There are 44= 256 of these numbers and hence 256 different assignments.
+23246 For Part B, same answer but a different approach --
Part A: The first person can receive any of 4 colors, the second person can receive any of 3 colors, the third person can receive any of 2 colors, while the last person can receive only the color remaining ---> 4 x 3 x 2 x 1 = 24
Part B: Call the 4 bracelets A, B, C, and D; '0' means that a person receives no bracelet.
Case 1: each person receives exactly one bracelet -- (see Part A) -- 24 ways
Case 2: one person receives all four bracelets -- since any of the 4 persons can get them all, there will be 4 ways:
(A, B, C, D) - 0 - 0 - 0 or 0 - (A, B, C, D) - 0 - 0 or 0 - 0 - (A, B, C, D) - 0 or 0 - 0 - 0 - (A, B, C, D)

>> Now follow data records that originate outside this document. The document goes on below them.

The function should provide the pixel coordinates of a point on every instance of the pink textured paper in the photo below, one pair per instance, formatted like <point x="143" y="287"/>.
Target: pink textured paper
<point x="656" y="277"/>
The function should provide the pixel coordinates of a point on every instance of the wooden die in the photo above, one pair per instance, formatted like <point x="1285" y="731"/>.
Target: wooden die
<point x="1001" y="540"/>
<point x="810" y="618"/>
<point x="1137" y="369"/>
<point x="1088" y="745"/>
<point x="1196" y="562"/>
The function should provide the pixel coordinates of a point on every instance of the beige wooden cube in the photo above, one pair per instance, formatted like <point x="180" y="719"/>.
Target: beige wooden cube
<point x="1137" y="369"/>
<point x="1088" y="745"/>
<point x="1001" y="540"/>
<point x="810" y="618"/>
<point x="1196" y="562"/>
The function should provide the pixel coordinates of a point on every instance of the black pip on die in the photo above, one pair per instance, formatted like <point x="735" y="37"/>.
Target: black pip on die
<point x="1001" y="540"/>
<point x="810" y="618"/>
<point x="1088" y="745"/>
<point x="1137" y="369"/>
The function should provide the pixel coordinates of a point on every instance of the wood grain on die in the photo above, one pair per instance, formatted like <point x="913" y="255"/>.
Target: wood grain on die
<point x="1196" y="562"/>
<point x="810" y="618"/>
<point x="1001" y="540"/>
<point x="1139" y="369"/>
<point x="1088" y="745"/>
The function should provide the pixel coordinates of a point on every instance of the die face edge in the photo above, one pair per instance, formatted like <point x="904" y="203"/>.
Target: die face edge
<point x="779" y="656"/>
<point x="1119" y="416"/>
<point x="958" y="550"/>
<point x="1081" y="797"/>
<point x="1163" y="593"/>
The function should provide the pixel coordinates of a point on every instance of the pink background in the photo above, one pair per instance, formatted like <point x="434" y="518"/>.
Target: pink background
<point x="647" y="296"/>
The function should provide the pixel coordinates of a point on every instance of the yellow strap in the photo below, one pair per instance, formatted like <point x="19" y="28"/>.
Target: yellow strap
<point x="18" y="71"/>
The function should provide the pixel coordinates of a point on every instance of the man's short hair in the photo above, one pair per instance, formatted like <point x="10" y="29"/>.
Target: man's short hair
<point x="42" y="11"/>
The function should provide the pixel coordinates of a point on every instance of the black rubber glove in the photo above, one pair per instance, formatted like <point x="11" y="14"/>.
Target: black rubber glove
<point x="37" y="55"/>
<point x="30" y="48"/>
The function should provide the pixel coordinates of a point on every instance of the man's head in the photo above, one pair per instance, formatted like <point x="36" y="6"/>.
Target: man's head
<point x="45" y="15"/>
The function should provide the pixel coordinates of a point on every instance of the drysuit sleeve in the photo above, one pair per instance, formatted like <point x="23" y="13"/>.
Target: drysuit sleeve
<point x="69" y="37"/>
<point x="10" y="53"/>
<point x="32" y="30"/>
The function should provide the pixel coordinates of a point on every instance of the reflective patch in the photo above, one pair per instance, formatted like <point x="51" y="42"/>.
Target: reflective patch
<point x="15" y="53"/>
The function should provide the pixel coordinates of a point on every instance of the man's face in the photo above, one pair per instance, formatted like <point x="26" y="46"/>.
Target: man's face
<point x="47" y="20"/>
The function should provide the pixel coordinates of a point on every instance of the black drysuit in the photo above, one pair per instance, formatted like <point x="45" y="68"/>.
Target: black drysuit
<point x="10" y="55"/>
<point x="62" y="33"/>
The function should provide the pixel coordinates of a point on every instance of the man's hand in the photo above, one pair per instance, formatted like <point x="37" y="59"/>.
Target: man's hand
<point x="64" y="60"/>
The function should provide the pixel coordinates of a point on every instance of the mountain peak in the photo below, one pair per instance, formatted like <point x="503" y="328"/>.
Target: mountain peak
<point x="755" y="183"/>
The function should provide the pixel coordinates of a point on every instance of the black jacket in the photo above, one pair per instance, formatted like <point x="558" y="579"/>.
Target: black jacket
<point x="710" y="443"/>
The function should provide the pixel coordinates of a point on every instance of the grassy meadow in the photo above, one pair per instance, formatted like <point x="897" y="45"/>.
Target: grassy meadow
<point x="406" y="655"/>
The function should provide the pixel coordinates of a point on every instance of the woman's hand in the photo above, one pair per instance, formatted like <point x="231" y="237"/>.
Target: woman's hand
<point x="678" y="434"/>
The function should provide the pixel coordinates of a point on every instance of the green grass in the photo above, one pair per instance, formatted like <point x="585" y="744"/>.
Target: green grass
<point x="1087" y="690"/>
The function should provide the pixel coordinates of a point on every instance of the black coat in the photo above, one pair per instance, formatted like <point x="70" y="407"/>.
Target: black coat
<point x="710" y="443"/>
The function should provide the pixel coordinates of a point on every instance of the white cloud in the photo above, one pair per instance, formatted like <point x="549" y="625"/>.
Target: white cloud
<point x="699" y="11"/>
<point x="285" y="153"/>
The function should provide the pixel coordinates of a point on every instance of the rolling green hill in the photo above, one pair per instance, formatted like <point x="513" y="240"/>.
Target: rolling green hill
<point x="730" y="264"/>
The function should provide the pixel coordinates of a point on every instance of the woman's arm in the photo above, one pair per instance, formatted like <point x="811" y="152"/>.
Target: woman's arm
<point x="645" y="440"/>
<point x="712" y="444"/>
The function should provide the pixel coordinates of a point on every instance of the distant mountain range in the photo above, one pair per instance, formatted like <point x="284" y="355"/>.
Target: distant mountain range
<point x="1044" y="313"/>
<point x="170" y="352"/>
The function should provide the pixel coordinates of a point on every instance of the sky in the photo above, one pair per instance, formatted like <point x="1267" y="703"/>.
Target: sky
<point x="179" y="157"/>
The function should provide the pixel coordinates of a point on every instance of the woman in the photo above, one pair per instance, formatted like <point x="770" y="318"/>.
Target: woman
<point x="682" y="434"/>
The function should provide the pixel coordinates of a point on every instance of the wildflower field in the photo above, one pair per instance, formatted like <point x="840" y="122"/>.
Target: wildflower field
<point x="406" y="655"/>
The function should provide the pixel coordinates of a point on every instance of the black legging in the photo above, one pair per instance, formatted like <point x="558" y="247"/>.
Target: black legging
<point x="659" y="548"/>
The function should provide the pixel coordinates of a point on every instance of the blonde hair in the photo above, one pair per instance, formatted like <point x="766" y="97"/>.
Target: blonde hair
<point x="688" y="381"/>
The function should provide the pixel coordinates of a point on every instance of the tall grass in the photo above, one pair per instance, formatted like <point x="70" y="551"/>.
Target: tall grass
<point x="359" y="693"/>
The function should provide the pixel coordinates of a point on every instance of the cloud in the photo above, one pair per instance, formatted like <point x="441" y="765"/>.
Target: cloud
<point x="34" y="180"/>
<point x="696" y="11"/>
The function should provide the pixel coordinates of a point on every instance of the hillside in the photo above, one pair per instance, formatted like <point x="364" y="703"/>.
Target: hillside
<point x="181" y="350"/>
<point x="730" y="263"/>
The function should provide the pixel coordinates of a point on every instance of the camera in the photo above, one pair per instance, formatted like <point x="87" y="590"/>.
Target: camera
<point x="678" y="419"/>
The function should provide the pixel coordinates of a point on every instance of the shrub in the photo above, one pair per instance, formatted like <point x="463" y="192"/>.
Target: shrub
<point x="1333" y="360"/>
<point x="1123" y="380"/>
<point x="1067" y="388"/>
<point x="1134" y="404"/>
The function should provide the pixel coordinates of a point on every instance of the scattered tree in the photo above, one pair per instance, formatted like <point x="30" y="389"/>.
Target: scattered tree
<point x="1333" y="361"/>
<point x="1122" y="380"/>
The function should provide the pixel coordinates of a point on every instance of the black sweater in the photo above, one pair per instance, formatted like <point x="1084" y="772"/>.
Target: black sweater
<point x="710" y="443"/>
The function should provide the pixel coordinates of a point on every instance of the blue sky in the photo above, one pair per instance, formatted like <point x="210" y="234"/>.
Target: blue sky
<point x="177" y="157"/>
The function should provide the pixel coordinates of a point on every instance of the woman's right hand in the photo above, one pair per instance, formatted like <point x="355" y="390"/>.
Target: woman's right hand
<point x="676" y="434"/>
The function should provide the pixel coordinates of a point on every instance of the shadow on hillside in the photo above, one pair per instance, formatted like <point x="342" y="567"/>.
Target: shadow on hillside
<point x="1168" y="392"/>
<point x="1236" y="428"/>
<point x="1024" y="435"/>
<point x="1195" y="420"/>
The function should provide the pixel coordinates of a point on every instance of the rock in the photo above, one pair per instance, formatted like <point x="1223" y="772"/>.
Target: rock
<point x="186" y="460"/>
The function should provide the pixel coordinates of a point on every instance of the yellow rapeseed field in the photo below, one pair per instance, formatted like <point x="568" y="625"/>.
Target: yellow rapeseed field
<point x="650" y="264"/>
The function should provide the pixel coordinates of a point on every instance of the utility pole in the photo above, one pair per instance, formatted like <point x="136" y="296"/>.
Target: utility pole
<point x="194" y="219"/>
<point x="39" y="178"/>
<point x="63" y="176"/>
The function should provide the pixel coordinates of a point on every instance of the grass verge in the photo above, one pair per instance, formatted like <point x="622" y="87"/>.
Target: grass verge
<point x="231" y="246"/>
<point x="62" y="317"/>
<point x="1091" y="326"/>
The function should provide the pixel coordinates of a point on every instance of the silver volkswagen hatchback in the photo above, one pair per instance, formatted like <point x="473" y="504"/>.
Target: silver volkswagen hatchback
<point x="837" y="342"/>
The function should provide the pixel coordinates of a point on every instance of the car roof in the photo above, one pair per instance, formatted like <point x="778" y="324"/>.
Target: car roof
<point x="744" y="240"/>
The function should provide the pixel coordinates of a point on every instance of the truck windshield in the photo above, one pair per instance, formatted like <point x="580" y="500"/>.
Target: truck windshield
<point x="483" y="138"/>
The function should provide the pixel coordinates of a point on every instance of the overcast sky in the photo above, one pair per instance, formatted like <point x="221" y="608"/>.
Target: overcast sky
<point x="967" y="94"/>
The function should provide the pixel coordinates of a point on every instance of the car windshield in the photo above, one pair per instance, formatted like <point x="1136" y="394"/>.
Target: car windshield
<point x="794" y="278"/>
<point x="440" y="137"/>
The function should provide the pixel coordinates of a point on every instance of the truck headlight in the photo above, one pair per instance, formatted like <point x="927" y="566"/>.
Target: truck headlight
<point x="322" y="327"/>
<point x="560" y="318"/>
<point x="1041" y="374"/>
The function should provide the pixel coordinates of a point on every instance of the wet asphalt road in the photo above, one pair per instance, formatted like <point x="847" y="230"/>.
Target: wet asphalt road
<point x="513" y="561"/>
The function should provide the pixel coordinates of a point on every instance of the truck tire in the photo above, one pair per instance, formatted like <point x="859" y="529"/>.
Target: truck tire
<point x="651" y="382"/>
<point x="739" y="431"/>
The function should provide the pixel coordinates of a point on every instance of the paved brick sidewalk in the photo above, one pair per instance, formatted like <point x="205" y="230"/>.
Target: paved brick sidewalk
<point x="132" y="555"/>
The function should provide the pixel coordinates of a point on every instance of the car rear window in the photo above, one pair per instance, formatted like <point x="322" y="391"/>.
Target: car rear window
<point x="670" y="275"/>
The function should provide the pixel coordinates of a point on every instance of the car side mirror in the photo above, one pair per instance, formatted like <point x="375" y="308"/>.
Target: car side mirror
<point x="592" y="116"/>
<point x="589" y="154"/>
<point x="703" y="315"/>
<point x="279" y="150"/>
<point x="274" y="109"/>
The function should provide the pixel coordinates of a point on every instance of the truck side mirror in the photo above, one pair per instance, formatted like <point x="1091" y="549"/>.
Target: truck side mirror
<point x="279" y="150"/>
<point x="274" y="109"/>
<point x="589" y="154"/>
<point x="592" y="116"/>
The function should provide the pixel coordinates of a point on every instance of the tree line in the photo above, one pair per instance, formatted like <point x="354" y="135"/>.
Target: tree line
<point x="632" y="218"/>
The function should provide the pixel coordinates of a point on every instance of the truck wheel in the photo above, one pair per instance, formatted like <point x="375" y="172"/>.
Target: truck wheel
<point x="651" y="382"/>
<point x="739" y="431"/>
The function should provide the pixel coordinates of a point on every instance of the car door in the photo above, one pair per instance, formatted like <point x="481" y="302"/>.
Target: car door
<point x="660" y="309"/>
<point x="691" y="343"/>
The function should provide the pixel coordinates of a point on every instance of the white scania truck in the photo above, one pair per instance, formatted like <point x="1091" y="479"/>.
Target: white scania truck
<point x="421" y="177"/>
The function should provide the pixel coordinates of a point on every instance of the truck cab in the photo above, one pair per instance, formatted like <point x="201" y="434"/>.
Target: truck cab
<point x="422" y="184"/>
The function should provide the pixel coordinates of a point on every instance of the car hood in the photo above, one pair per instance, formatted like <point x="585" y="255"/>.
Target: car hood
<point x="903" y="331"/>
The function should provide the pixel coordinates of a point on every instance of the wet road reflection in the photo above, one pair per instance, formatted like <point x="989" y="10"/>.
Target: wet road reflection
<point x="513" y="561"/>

Case 3: one person receives three of the bracelets, while one of the other three persons gets the other one:
(A, B, C) - D - 0 - 0 or D - (A, B, C) - 0 - 0 or D - 0 - (A, B, C) - 0 or D - 0 - 0 - (A, B, C) 4 ways
(A, B, C) - 0 - D - 0 or 0 - (A, B, C) - D - 0 or 0 - D - (A, B, C) - 0 or 0 - 0 - D - (A, B, C) 4 ways
(A, B, C) - 0 - 0 - D or 0 - (A, B, C) - 0 - D or 0 - 0 - (A, B, C) - D or 0 - 0 - D - (A, B, C) 4 ways
subtotal = 12 ways
But instead of (A, B, C), the three could be (A, B, D), (A, C, D), or (B, C, D), so 4 x 12 = 48 ways
Case 4: one person receives two bracelets, two other persons each receive one bracelet, and one person does not get a bracelet:
(A, B) - C - D - 0 or (A, B) - C - 0 - D or (A, B) - D - C - 0 or (A, B) - D - 0 - C
or (A, B) - 0 - C - D or (A, B) - 0 - D - C subtotal = 6 ways
The set of (A, B) could be in each of 4 different positions subtotal = 4 x 6 = 24 ways
Instead of (A, B), the set of two could be (A, C), (A, D), (B, C), (B, D), or (C, D) = 6 ways
Total = 6 x 4 x 6 = 144 ways
Case 5: two persons each get two bracelets, while the ohter two persons get no bracelets:
(A, B) - (C, D) - 0 - 0 or (A, B) - 0 - (C, D) - 0 or (A, B) - 0 - 0 - (C, D)
(C, D) - (A, B) - 0 - 0 or (C, D) - 0 - (A, B) - 0 or (C, D) - 0 - 0 - (A, B)
0 - (A, B) - (C, D) - 0 or 0 - (A, B) - 0 - (C, D) or 0 - 0 - (A, B) - (C, D)
0 - (C, D) - (A, B) - 0 or 0 - (C, D) - 0 - (A, B) or 0 - 0 - (C, D) - (A, B) subtotal = 12 ways
Instead of splitting the bracelets as (A, B) and (C, D), they could be split as (A, C) and (B, D) or as (A, D) and (B, C)
Total = 3 x 12 = 36 ways
Final amount: 24 + 4 + 144 + 48 + 36 = 256 ways.